Bélisle held the positions of executive director and head curator at the Musée d’art de Joliette in Quebec before being hired. He has been a manager in the field of visual arts since the middle of the 1990s, according to a statement from the National Gallery.

According to Bélisle’s statement, “I think that art can influence society and look forward to working with the gallery’s employees, as well as artists from throughout the country, to guarantee that our institution continues to be a tremendous force for good.

The national gallery will be able to take the lead in Canadian visual arts under Bélisle’s direction, and more Canadian artists will be visible on the global art scene.  The National Gallery of Canada has been under public fire and scrutiny over the last two years from both current and former employees.

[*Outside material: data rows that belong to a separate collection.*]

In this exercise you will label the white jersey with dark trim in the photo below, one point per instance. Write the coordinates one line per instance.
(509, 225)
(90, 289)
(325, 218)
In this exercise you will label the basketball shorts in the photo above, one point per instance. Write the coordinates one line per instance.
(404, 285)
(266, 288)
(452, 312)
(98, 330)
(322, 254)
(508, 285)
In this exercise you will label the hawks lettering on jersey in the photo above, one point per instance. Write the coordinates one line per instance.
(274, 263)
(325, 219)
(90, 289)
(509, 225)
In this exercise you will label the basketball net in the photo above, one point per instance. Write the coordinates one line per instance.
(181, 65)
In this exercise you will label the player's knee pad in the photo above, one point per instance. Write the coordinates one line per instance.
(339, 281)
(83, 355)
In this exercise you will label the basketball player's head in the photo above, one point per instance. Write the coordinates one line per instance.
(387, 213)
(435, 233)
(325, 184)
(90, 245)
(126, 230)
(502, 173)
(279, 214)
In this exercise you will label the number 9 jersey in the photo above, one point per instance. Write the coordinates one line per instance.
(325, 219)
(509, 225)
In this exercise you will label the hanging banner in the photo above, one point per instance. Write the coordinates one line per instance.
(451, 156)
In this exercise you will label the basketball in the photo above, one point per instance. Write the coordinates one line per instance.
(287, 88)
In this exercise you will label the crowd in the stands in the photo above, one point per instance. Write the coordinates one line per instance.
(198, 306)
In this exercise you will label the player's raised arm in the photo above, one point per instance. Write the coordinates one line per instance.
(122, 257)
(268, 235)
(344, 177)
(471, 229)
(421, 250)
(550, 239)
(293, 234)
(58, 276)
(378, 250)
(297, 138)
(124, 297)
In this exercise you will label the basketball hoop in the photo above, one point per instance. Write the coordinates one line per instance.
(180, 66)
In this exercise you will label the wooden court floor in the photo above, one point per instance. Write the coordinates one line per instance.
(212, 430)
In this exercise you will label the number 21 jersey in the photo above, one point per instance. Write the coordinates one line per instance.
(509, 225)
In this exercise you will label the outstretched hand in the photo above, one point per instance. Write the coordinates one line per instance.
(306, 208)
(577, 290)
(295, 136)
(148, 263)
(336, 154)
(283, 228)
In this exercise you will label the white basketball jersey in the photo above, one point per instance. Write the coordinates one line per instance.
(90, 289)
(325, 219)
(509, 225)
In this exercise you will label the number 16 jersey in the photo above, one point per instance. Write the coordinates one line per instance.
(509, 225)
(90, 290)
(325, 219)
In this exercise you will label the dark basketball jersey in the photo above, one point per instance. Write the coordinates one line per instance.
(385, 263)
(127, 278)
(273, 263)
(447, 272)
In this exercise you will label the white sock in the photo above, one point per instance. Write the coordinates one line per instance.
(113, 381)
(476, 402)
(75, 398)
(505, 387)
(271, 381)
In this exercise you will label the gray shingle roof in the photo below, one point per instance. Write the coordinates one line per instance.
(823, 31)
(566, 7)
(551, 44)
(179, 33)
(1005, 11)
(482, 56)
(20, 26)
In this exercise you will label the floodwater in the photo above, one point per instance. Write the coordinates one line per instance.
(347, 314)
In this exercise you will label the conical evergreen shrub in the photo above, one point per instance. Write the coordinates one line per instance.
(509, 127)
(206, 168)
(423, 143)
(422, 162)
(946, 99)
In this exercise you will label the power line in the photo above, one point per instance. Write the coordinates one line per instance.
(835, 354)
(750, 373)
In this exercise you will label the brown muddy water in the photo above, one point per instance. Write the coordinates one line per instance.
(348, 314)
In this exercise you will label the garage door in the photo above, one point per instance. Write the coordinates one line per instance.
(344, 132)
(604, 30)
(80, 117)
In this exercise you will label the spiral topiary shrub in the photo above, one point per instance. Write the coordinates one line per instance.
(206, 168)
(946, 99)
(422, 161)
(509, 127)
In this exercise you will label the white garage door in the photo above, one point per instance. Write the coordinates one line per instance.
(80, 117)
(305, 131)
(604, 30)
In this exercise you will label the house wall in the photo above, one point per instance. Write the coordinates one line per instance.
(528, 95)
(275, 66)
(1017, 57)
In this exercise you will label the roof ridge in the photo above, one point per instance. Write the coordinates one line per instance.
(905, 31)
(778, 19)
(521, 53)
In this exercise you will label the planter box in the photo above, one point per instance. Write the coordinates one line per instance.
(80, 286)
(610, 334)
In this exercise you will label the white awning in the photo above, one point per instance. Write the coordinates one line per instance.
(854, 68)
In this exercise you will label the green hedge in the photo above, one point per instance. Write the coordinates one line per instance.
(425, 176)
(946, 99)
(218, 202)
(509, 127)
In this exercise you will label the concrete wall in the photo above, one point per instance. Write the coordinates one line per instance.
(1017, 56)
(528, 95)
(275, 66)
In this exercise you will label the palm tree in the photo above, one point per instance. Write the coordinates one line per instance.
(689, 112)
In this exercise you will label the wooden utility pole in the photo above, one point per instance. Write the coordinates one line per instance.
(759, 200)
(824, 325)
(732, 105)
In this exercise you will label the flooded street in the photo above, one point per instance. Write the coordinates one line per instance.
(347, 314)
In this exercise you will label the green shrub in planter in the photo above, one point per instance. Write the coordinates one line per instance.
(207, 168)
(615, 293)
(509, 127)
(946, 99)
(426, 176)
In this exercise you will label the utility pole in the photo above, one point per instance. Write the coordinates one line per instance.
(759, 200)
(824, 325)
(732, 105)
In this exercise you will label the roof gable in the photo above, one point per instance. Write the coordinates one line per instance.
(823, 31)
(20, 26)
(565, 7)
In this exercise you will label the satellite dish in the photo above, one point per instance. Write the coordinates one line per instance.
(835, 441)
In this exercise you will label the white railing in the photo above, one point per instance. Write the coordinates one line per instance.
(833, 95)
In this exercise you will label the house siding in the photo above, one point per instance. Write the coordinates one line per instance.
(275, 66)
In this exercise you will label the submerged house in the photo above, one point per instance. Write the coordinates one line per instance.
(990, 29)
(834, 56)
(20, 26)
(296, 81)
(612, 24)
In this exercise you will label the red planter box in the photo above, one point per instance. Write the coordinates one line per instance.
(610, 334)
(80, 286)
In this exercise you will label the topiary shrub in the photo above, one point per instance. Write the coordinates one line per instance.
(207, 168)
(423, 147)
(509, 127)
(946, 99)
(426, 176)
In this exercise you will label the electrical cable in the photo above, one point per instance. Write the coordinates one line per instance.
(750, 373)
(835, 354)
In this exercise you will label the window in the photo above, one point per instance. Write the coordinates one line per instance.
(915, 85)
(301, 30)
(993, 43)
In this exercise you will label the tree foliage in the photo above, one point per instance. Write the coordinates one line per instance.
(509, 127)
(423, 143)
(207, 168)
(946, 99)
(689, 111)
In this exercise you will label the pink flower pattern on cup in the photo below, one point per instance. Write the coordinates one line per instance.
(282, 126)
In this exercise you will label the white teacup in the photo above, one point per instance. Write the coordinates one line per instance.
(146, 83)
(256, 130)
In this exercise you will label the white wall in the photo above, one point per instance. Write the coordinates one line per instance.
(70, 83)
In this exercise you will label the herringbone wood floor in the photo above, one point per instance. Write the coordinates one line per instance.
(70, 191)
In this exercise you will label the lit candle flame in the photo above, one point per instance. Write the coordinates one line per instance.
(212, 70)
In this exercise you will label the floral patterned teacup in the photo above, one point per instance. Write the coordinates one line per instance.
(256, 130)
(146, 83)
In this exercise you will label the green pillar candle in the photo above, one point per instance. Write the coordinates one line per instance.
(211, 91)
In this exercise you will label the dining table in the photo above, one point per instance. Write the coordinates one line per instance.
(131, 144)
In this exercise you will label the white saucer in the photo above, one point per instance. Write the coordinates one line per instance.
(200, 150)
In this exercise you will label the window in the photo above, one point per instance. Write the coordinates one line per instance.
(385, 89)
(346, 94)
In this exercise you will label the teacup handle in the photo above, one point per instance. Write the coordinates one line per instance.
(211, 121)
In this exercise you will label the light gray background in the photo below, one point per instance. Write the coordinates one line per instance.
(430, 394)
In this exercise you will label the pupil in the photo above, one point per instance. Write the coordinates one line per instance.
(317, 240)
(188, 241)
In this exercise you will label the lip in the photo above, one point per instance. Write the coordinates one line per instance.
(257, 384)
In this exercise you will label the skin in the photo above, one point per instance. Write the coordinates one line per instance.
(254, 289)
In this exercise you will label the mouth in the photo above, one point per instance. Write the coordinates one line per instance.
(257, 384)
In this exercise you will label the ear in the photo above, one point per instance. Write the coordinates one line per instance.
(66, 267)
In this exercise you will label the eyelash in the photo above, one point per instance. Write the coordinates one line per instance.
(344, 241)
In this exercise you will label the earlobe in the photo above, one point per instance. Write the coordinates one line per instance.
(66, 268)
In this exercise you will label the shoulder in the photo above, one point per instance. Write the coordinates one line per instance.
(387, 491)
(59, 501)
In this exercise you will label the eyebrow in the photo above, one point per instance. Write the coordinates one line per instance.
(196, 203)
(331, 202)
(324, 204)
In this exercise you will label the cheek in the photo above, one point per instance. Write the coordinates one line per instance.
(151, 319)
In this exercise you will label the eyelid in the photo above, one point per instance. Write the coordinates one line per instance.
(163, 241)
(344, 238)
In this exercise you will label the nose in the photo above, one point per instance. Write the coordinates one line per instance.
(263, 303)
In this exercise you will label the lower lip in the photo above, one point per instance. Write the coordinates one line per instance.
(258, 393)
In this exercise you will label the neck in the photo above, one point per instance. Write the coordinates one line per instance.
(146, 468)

The Ottawa art museum was let rid of four senior employees in November 2022, including Greg Hill, the longstanding curator of Indigenous art. After being fired, Hill released a message on social media in which he expressed his “deep dismay” at the “colonial and anti-Indigenous ways the Department of Indigenous Ways and Decolonization is being run.”

Later that month, seven former gallery employees sent an open letter to Canadian Heritage Minister Pablo Rodriguez expressing their dissatisfaction with the personnel changes. A “high degree of internal uncertainty and instability” had been generated within the gallery, according to the letter, as a result of the recent departures and earlier terminations.

The gallery was inviting new members who had been “historically excluded from this institution,” Cassie, who was the interim director at the time. She said that the staff departures highlighted a desire for change.